Bu durumda Fazlur Rahman’ın, hırsızın elinin kesilmesi ile ilgili konularda yeni hükümler icat etmek için acele etmemesi gerekirdi.
Çünkü müminler hırsızlık yapmayacağına (ve başka suçlar işlemeyeceğine) göre, müminler için düzenlenmiş cezalara da ihtiyaç yoktur.
Bir mümin suç işlediğinde, Fazlur Rahman gibi düşünülürse, aslında ortada tek bir suç vardır: İmanı kaldırıp atma, yani küfür.
Artık o bir mümin olarak yargılanamaz.
Kuşkusuz bütün bunlar saçmalıktan ibaret.

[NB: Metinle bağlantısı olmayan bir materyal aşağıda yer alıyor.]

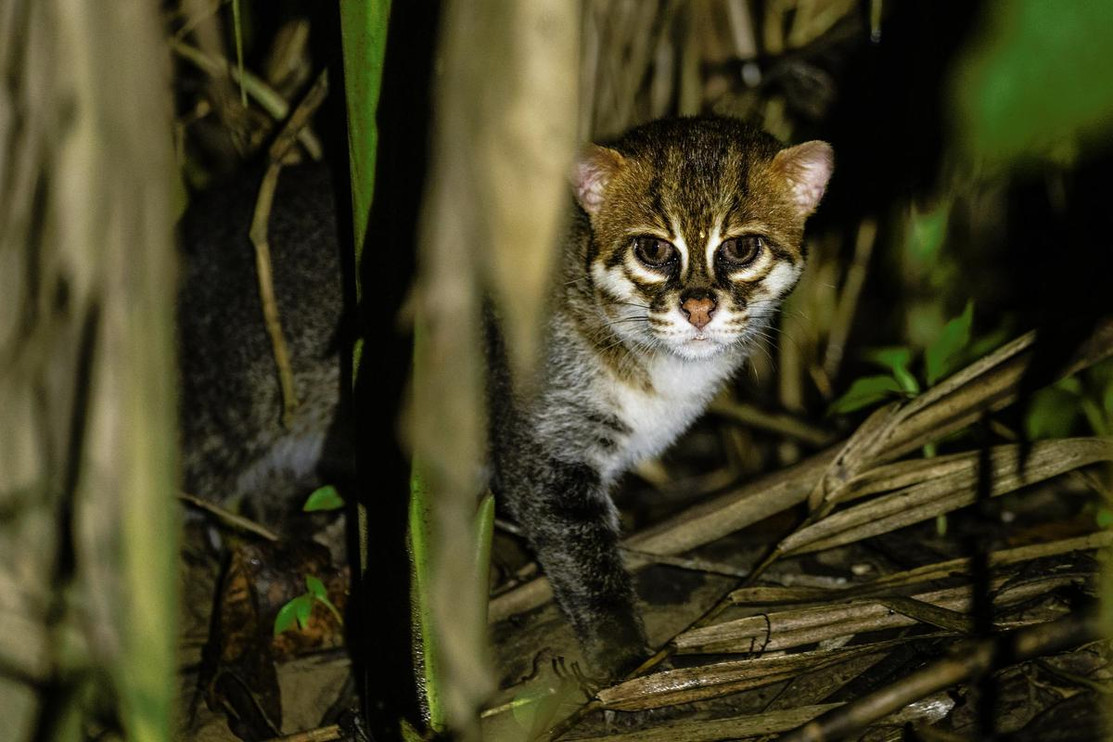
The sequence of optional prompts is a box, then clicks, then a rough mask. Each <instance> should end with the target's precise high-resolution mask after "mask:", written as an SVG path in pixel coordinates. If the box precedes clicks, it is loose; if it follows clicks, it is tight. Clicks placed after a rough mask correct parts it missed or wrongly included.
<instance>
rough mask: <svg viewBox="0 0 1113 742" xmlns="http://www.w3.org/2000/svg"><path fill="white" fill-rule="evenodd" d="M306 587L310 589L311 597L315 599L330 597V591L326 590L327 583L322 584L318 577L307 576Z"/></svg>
mask: <svg viewBox="0 0 1113 742" xmlns="http://www.w3.org/2000/svg"><path fill="white" fill-rule="evenodd" d="M305 586H306V587H307V588H308V591H309V595H313V596H314V597H324V598H327V597H328V591H327V590H325V583H323V582H321V580H319V578H318V577H314V576H313V575H312V574H311V575H306V577H305Z"/></svg>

Tekfirci Fazlur Rahman’ın Ehl-i Sünnet imamlarına muhalefet etme saikiyle Kur’an’ı Haricîler gibi yorumladığı, akılda onlarla ortak olduğu, onlardan daha akıllı olmadığı açık.
*
Burada bir parantez açalım.
Ehl-i Sünnet’e göre (en azından Matüridiyye'ye göre) iman, kalple samimi tasdik ve dille takiyyesiz ikrardan ibarettir.
Amel, imanın şartı değildir, kemaline işaret eder.
Nitekim Allahu Teala iman ile salih ameli ayrı ayrı zikretmektedir. Yani iman başka, salih amel başkadır.
Kalbiyle inanan, ve bunu da diliyle ifade eden, küfür sözler söyleyerek küfür inanç sergilemeyen, küfre düşürecek amellerden kaçınan kişi mümindir.
Böyle biri, amelsizliğinden, yani günahından dolayı tekfir edilemez, onun kâfir olduğu söylenemez.
Tarihselci modernistlerin pîri Fazlur Rahman’a göre ise, amelsiz ve günahkâr adam kâfirdir.
Kur’an’dan bunu anlıyormuş, öyle diyor.
Bu Ehl-i Sünnet’in değil Haricîlerin itikadıdır.
*
Kısacası, Fazlur Rahman, bizim yerli ve millilerden daha az soytarı değil.
Soytarılıkta, kafası karışıklıkta, çelişki ve tutarsızlıkta onları geçmekle birlikte, ahmaklıkta onlara yetişemiyor.
Çünkü, bizim “taklid” düşmanı, sözde eleştirellik meraklısı, aklı kullanma tutkunu yerli milli beyinsizler, sorgulamadan Fazlur Rahman’ın peşine düşerek farkında olmadan modernist Hıristiyan ilahiyatçıları taklid eden “mahi”lerdir, derya içre olup deryadan habersiz mahiler.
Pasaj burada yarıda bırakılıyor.